Pride and Prejudice, Chapter 11. This exchange between Elizabeth and Mr. Darcy comes after Caroline Bingley asserts that she could never tease or laugh at Darcy. She is suggesting that Darcy is socially and intellectually superior and above being laughed at. But Elizabeth is unimpressed by such superiority and laughs at the idea, saying that she dearly loves a laugh. The solemn Mr. Darcy declares that wise men may be made look ridiculous by someone who is a joker. Elizabeth counters by saying she laughs at life’s follies but would never ridicule anything wise or good. Underlying these witty exchanges that take place throughout the novel is a sexual tension between Darcy and Elizabeth. They are the sparks of a smouldering mutual interest that eventually will lead to love.

My reasons for marrying are, first, that I think it a right thing for every clergyman in easy circumstances (like myself) to set the example of matrimony in his parish; secondly, that I am convinced that it will add very greatly to my happiness; and thirdly – which perhaps I ought to have mentioned earlier, that it is the particular advice and recommendation of the very noble lady whom I have the honour of calling patroness…she said, "Mr.

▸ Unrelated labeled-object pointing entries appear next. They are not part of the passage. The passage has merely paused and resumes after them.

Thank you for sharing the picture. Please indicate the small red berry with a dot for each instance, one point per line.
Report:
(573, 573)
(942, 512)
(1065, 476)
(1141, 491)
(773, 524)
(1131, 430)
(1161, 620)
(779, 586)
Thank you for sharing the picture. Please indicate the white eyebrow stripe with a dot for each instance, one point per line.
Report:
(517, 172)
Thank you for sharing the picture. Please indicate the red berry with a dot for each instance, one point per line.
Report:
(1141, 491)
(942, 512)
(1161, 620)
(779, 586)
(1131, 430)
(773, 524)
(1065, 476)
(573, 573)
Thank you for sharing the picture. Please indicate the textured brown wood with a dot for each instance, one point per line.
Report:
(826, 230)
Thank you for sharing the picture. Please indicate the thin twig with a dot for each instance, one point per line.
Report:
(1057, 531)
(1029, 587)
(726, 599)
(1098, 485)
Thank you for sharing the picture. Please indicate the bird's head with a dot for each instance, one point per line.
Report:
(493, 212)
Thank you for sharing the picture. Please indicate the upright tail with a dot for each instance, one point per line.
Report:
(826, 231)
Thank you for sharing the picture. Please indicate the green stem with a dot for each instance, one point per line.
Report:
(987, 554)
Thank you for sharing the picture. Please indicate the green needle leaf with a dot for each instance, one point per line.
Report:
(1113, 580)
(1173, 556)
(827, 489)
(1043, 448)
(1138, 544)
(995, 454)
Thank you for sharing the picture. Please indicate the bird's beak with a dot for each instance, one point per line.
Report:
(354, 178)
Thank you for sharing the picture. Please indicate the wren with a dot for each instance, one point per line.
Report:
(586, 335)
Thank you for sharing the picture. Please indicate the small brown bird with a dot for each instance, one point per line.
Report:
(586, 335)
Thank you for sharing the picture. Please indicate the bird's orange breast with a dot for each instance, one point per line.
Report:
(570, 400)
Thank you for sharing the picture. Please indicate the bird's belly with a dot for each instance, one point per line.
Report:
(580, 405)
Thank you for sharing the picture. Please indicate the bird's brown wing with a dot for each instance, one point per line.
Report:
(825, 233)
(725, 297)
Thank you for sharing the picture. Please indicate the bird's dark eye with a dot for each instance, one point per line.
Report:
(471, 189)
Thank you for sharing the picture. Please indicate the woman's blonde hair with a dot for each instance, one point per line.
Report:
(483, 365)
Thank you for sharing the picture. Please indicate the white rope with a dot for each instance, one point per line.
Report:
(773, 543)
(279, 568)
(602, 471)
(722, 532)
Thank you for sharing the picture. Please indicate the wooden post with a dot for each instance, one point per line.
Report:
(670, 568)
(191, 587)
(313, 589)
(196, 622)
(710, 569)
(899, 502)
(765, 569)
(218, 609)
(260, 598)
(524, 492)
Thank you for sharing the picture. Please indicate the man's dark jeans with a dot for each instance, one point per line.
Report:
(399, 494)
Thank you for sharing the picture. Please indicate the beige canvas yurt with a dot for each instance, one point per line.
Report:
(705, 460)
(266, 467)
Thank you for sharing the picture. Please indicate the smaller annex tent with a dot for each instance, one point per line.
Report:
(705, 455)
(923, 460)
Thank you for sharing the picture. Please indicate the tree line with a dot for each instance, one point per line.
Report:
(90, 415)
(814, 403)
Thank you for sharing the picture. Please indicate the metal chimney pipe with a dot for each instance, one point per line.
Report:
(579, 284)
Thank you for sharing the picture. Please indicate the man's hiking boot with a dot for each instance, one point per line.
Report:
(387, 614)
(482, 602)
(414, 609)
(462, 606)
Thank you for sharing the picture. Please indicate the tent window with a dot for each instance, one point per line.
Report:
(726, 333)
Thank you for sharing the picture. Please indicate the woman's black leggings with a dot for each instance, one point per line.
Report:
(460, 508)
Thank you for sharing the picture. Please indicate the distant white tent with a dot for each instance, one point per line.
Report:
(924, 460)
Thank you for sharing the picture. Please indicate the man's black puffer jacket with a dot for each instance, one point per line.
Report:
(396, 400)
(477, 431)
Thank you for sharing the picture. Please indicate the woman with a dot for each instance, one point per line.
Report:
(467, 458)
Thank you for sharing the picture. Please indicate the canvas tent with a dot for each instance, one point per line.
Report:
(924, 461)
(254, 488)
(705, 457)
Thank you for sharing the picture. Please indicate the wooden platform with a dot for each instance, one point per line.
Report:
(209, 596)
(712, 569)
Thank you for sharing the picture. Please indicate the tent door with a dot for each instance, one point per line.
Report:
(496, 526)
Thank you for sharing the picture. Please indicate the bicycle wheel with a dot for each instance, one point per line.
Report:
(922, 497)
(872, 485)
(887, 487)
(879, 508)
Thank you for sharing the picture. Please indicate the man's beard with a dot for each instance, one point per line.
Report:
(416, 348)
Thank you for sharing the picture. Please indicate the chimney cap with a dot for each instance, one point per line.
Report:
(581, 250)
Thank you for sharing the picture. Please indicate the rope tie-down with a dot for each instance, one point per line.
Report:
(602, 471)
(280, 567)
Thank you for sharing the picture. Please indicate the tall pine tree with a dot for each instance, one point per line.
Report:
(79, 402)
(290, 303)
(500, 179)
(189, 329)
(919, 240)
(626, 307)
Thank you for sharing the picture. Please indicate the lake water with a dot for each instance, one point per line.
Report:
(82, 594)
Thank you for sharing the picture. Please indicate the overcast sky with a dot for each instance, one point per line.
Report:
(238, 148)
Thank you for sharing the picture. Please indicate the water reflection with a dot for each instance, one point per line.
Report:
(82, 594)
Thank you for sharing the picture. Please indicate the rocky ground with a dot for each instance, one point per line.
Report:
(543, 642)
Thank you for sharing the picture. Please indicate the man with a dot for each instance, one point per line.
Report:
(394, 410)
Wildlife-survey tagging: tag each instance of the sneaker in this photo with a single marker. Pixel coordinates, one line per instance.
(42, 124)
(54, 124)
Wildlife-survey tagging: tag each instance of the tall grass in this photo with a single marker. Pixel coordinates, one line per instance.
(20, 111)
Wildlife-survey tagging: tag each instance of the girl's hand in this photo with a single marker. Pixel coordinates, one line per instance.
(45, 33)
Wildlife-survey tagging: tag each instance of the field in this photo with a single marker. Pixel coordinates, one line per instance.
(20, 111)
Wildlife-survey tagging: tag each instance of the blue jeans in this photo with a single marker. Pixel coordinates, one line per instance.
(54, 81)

Collins, you must marry. A clergyman like you must marry. Choose properly, choose a gentlewoman for my sake; and for your own, let her be an active, useful sort of person, not brought up high, but able to make a small income go a good way"…But the fact is, that being, as I am, to inherit this estate after the death of your honoured father (who, however, may live many years longer), I could not satisfy myself without resolving to choose a wife from among his daughters, that the loss to them might be as little as possible, when the melancholy event takes place – which, however, as I have already said, may not be for several years. This has been my motive, my fair cousin, and I flatter myself it will not sink me in your esteem. And now nothing remains for me but to assure you in the most animated language of the violence of my affection.

– Jane Austen

Pride and Prejudice, Chapter 19. Mr. Collins’s lack of self-awareness is astonishing as he corners an obviously uninterested Elizabeth to propose. Setting out his reasons for wanting to marry her, there is not one mention of love and it is mostly about why it would be good for him. He believes that he should marry because it sets a good example for a clergyman, it will add to his happiness, and Lady Catherine de Bourgh has told him to marry a "useful sort of person…able to make a small income go a good way." For good measure he also mentions that since he is to inherit Mr. Bennet’s estate, he would like to minimize the family’s loss by marrying one of his daughters. Finally with great irony he laughably assures Elizabeth of his "violence of my affection" for her. Austen is mocking Mr. Collins here. She is using him as a satirical figure to comment on loveless marriages, where people wed for all kinds of ridiculous reasons other than love.